Breaking news: Defensive end Robert Nkemdiche of Grayson, Ga., scratched his nose on Tuesday evening, a sure sign he might commit to Florida, LSU, Ole Miss, Georgia, Ferris State or Cal Tech.

Yes, I’m kidding, but only sort of.

Today is a holiday of sorts for the college football enthusiasts who put the “fan” in fanatic. It’s National Signing Day, an all-capital letter affair which mostly involves 17- and 18-year-old high-school students getting to hold nationally televised assemblies, during which they put a hat on their head and make the fan base at one school go indiscriminantly nuts with joy and send the fan bases at their rivals into tears of sadness.

I guess I have a problem with teenage boys being put under a national microscope.

Consider the public flogging that Reuben Foster has been taking. Foster is a top-ranked linebacker from Auburn, Ala., who initially committed to Alabama, then changed his mind and said he was going to Auburn.

He marked that switch by having the school’s logo tattooed to his arm.

Then coach Gene Chizik got fired, along with his top recruiter, so Foster reopened his recruiting. Foster then announced Monday night he was going to go to Alabama.

OK, so the tattoo was a bad idea, but enough with the jokes. Here’s a news flash: Kids do dumb things sometimes.

Unfortunately for Foster, he’s also a good football player, so his dumb thing has become a national punch line.

I feel much the same way about National Signing Day as I do about the Little League World Series. I find them to be fantastic events that really should have been left alone.

I don’t want to see 12-year-old kids cry when they lose a game, at least not on national television; much the same way I don’t want to see teenagers directed into a “which hat is he going to choose” drama because it makes for better ratings and better TV.

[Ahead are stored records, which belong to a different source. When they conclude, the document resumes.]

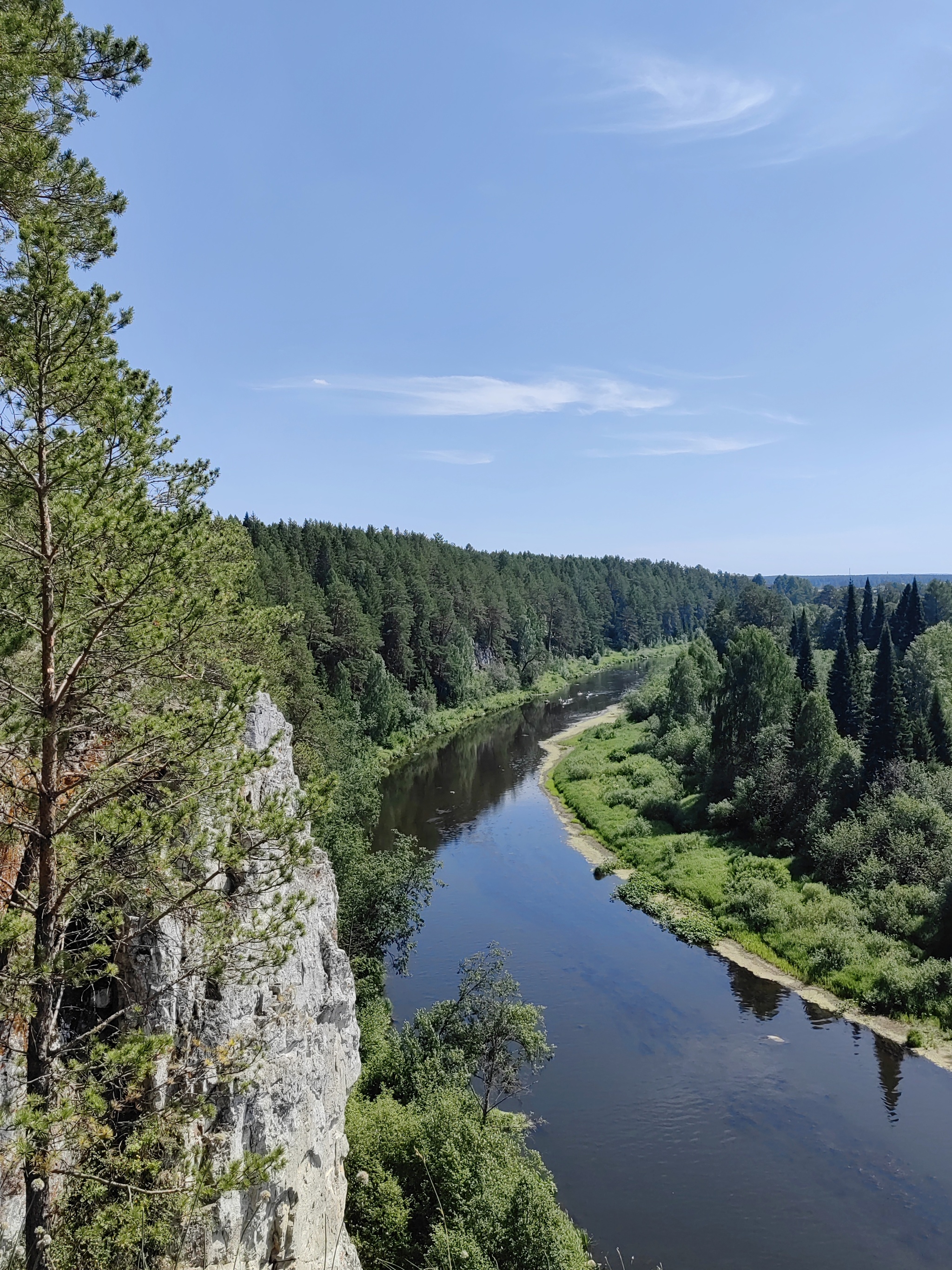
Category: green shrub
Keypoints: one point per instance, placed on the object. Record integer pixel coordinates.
(578, 769)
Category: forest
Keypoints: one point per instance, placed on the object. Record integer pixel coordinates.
(403, 624)
(789, 783)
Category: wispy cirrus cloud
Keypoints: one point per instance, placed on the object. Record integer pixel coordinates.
(446, 395)
(677, 444)
(654, 94)
(465, 458)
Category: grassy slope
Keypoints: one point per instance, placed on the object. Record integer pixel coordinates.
(685, 876)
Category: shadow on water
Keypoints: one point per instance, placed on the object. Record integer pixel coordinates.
(889, 1058)
(760, 997)
(695, 1116)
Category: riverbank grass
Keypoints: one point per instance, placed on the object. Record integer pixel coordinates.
(706, 887)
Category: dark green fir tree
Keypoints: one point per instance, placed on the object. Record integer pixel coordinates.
(794, 639)
(939, 731)
(851, 621)
(916, 615)
(866, 616)
(807, 671)
(879, 623)
(888, 734)
(898, 621)
(840, 690)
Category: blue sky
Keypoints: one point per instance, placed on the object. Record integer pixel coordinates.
(668, 279)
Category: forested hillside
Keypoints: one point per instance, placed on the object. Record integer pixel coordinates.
(800, 800)
(446, 623)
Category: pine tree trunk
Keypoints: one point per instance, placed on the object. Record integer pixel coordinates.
(42, 1025)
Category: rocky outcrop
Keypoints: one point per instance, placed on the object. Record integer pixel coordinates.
(301, 1024)
(305, 1022)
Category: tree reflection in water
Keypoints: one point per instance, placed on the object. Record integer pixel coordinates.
(890, 1061)
(756, 996)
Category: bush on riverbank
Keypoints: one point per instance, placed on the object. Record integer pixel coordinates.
(875, 944)
(430, 1180)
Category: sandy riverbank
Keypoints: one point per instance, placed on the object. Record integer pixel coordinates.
(583, 841)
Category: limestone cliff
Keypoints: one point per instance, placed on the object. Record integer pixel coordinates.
(303, 1023)
(306, 1022)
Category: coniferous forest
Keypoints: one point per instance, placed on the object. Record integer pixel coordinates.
(790, 783)
(787, 780)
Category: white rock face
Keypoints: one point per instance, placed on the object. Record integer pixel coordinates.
(305, 1017)
(294, 1097)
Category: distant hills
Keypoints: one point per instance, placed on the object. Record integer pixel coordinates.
(876, 579)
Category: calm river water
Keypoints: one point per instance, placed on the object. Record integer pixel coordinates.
(678, 1128)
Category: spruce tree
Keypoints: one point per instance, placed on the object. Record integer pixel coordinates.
(916, 615)
(878, 624)
(851, 621)
(866, 618)
(840, 687)
(888, 734)
(794, 638)
(807, 671)
(939, 731)
(898, 621)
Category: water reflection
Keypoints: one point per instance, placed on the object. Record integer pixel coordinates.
(889, 1058)
(760, 997)
(818, 1015)
(672, 1132)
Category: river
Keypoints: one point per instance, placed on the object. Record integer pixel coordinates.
(695, 1116)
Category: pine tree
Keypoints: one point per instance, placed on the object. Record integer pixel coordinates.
(916, 615)
(807, 671)
(939, 729)
(124, 770)
(878, 624)
(898, 621)
(889, 734)
(851, 621)
(866, 618)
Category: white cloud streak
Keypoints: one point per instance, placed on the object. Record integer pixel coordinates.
(465, 458)
(663, 96)
(672, 444)
(482, 395)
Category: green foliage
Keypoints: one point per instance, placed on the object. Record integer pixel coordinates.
(436, 1179)
(888, 736)
(452, 624)
(807, 670)
(866, 616)
(126, 659)
(758, 690)
(799, 591)
(47, 65)
(855, 893)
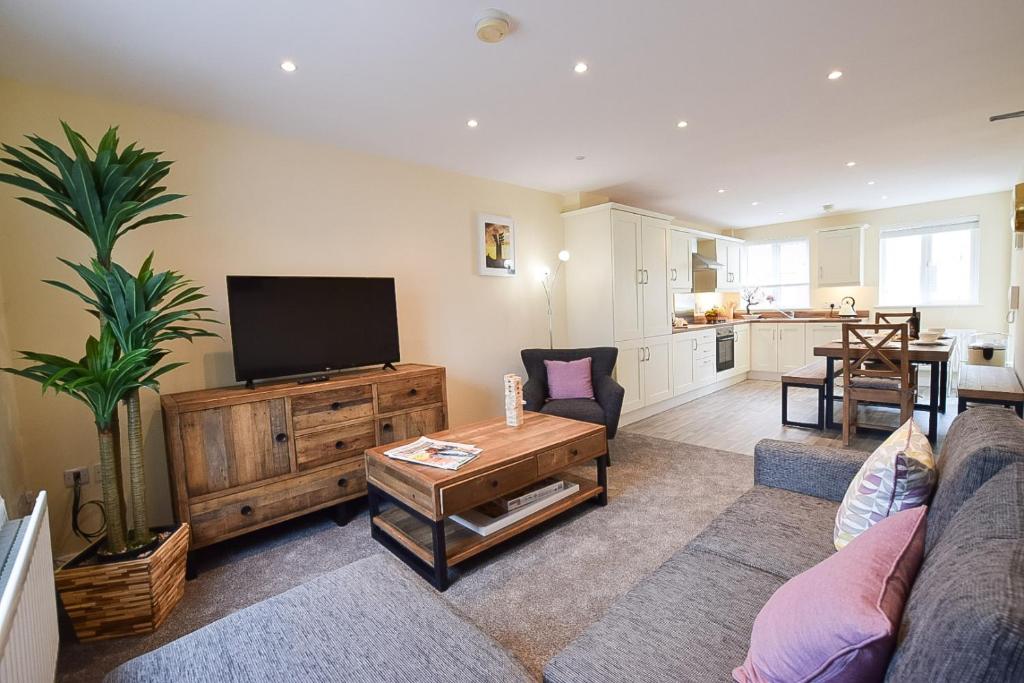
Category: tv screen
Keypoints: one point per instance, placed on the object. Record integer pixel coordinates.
(291, 326)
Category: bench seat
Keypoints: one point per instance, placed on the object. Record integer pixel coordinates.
(990, 384)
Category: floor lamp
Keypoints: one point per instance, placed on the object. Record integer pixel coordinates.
(548, 280)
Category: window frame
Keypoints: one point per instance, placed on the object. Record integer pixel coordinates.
(776, 252)
(929, 274)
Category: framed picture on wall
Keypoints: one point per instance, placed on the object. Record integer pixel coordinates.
(496, 255)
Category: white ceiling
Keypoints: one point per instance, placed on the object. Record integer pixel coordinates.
(400, 79)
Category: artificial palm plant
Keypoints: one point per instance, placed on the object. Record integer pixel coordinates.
(104, 195)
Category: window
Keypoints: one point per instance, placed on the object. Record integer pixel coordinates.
(930, 265)
(781, 269)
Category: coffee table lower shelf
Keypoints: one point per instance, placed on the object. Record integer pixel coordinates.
(402, 529)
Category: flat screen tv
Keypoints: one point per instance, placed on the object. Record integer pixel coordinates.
(294, 326)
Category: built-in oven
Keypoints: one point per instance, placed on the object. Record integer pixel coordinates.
(725, 348)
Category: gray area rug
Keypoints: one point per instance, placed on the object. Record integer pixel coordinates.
(534, 595)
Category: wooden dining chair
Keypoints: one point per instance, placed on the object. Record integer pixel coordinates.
(875, 373)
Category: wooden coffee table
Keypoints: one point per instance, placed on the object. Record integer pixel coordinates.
(415, 525)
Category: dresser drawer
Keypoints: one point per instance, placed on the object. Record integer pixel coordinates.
(412, 392)
(329, 408)
(578, 452)
(221, 517)
(465, 495)
(334, 444)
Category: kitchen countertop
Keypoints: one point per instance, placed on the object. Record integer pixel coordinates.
(727, 324)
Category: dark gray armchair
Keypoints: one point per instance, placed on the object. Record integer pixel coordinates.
(607, 392)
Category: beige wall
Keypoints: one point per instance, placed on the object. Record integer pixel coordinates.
(259, 204)
(11, 472)
(994, 213)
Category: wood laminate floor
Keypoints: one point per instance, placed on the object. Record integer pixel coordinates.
(736, 418)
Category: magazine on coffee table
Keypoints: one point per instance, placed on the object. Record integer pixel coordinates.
(430, 452)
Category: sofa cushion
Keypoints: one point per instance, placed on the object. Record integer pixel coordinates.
(965, 619)
(837, 622)
(898, 475)
(772, 529)
(980, 442)
(585, 410)
(371, 621)
(686, 622)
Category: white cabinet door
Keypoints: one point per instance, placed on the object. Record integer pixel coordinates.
(819, 334)
(792, 346)
(628, 373)
(764, 347)
(683, 346)
(839, 257)
(627, 273)
(681, 247)
(656, 369)
(656, 293)
(741, 348)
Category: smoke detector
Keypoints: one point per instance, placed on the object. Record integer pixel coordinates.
(493, 26)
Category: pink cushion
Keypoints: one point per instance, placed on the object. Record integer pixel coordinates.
(569, 379)
(838, 621)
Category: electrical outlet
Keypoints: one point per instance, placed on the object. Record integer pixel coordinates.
(83, 473)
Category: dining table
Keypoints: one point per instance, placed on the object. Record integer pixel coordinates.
(935, 355)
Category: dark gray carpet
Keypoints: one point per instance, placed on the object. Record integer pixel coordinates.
(534, 594)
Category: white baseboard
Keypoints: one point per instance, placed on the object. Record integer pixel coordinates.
(654, 409)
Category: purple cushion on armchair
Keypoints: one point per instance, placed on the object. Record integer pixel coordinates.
(569, 379)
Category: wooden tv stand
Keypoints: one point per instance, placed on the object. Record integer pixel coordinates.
(243, 459)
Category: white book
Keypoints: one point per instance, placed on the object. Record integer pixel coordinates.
(483, 523)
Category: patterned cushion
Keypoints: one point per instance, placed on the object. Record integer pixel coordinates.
(898, 475)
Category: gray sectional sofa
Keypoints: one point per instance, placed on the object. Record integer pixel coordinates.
(691, 619)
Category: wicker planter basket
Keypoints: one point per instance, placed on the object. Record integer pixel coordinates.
(111, 600)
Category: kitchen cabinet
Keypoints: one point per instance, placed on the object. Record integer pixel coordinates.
(841, 257)
(629, 374)
(656, 297)
(656, 370)
(681, 248)
(792, 346)
(683, 347)
(741, 348)
(764, 347)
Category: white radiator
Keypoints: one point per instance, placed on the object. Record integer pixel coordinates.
(29, 637)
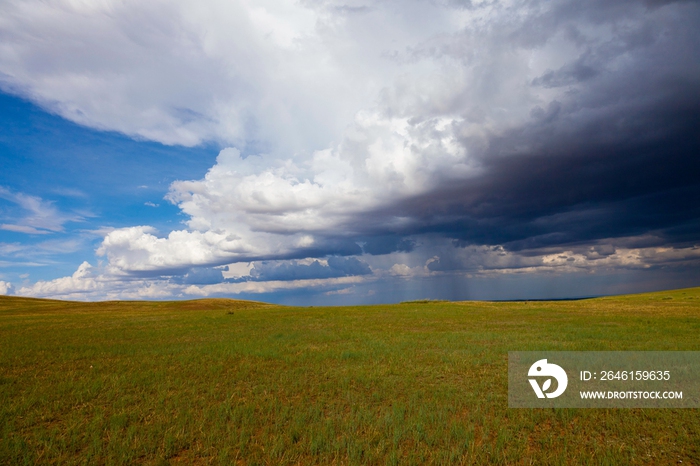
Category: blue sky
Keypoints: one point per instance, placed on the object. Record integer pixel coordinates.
(328, 152)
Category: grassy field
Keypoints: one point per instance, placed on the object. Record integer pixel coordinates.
(226, 382)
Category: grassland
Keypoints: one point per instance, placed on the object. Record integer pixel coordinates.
(226, 382)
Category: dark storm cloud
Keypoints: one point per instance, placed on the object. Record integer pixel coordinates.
(617, 156)
(585, 187)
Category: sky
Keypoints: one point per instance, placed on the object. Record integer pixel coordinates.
(330, 152)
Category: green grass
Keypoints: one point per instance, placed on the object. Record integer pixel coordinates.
(225, 382)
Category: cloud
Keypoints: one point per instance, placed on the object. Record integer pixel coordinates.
(81, 283)
(6, 288)
(494, 137)
(297, 270)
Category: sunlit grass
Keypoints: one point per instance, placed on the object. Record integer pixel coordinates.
(221, 381)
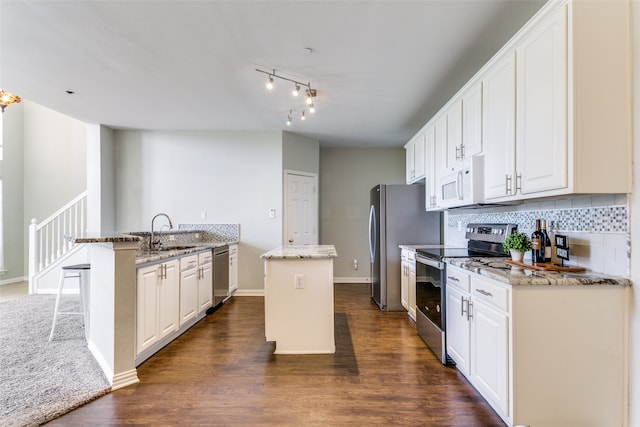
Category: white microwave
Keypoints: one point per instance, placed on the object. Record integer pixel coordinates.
(463, 184)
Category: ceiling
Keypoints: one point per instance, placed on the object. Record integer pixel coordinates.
(381, 68)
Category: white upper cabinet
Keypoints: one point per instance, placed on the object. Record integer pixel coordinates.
(499, 128)
(415, 156)
(541, 106)
(454, 133)
(472, 120)
(550, 112)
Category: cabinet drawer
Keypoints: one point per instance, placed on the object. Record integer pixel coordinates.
(458, 278)
(490, 293)
(205, 258)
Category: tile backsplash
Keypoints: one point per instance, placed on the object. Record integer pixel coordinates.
(597, 227)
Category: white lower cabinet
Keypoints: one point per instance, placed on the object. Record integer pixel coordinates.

Every time I hear someone at the NCAA use the trite “student-athlete” description, my stomach churns a little bit.

If it was all about the old college try and getting an education, why all the pageantry about where these kids decide to go to school?

When was the last time a mathematics genius held a nationally televised press conference to announce he was going to MIT?

I’m not saying this stuff should be ignored; far from it. But the hype and coverage that surrounds college football recruiting has gone so far beyond out of control that it would have to ramp itself back about eight levels just to get back to your plain-old, garden-variety out of control.

A kid from Houston, Miss., had to take his campus visits to Ole Miss in secret because he reportedly received death threats from fans at Mississippi State, where he had previously committed.

Seriously? Death threats? I realize they take their college football way too seriously down South, but that’s insane.

Let the kids be kids. They’ll be under the glare of the spotlight soon enough, like during their freshman year when they’re actually on the field.